Sustainable use of resources in the Tambopata region has a long history. Indigenous groups lived off of the natural resources in the forests and tropical savannahs of Tambopata for thousands of years, and continue to do so in some areas. Although this involves the hunting of wild animals, traditionally, certain areas were set aside for hunting and local people managed such places to avoid depleting wildlife populations they depended on for food. In addition, population sizes of those communities were too small to make a big impact on animal populations. In modern times, larger numbers of people and access to firearms have resulted in higher levels of unsustainable hunting in some areas although this has been alleviated by establishing protected areas as well as various would-be hunters opting to work in ecotourism instead of hunting in the forest.
Many local people in Tambopata have also worked in one of the most sustainable activities in the region, that of Brazil nut harvesting. This type of “farming” is about as sustainable as one can get because it can’t be done without the protection of mature, old growth trees in a forest setting. However, since the limited number of Brazil nut trees and subsequent market can only support so many people, many other families in Tambopata make a living off of small farms that were established by cutting down forest. To help curtail further deforestation by farming families in Tambopata, and promote reforestation, the Althelia Climate Fund has invested in a project that improves agricultural practices, finances biological monitoring and research, and the development of organic, deforestation-free, fair-trade cocoa farms. The goal of this project is sustainable land use in buffer zones of the Tambopata National Reserve and Bahuaja-Sonene National Park.

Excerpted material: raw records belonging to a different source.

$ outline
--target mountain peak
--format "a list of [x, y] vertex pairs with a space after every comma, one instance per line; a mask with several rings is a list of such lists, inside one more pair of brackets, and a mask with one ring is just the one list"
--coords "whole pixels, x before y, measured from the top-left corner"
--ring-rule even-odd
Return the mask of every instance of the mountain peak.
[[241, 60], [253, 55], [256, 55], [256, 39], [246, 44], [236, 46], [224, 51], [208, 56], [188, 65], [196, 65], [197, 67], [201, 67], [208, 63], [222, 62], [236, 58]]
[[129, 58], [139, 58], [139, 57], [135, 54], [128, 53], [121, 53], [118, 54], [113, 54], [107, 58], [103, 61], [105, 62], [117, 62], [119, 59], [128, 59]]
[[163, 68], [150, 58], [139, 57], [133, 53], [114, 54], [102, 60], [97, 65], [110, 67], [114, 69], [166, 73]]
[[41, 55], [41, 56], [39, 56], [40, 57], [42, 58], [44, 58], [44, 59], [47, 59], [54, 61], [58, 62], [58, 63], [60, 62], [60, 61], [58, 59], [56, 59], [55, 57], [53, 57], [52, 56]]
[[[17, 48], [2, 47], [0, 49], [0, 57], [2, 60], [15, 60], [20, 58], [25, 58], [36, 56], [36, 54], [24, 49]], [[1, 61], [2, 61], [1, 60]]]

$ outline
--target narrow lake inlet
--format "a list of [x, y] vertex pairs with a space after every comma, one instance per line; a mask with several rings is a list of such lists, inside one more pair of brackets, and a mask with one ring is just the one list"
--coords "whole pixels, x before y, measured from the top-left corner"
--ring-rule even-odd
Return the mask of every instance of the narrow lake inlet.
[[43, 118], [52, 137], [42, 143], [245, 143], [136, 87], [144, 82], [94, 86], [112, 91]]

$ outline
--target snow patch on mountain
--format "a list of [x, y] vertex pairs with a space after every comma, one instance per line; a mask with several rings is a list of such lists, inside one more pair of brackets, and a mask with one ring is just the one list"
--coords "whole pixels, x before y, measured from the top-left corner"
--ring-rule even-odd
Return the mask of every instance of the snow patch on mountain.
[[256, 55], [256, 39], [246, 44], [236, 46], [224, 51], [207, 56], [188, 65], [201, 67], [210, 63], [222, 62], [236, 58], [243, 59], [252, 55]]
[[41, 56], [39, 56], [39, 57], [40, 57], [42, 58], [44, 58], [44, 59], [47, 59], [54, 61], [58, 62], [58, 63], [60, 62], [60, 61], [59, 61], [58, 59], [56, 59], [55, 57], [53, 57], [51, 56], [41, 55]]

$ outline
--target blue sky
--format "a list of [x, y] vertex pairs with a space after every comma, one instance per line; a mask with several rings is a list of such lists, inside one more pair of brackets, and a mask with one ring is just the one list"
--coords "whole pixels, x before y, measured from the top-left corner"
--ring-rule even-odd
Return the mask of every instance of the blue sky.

Gold mining is a major problem in the area between the Tambopata National Reserve and Manu National Park. About 50,000 hectares of primary rainforest have been lost to illegal and informal small scale artisanal gold mining. The current government is trying to find ways to contain gold mining and mitigate its impact. A group of scientists working for the Center of Innovation and Technology is discovering the ways of operating that cause the least damage using smaller water pumps and mercury free methods.
Several ecotourism ventures in Tambopata have also been involved with sustainability efforts by protecting rainforest and oxbow lakes where endangered Giant Otters live, and employing local people who would otherwise be earning a living through such unsustainable activities as deforestation, hunting, or gold-mining. Several lodges and companies are also involved with conservation research projects and training local people in sustainable development practices as well as implementing various green initiatives used at the lodges.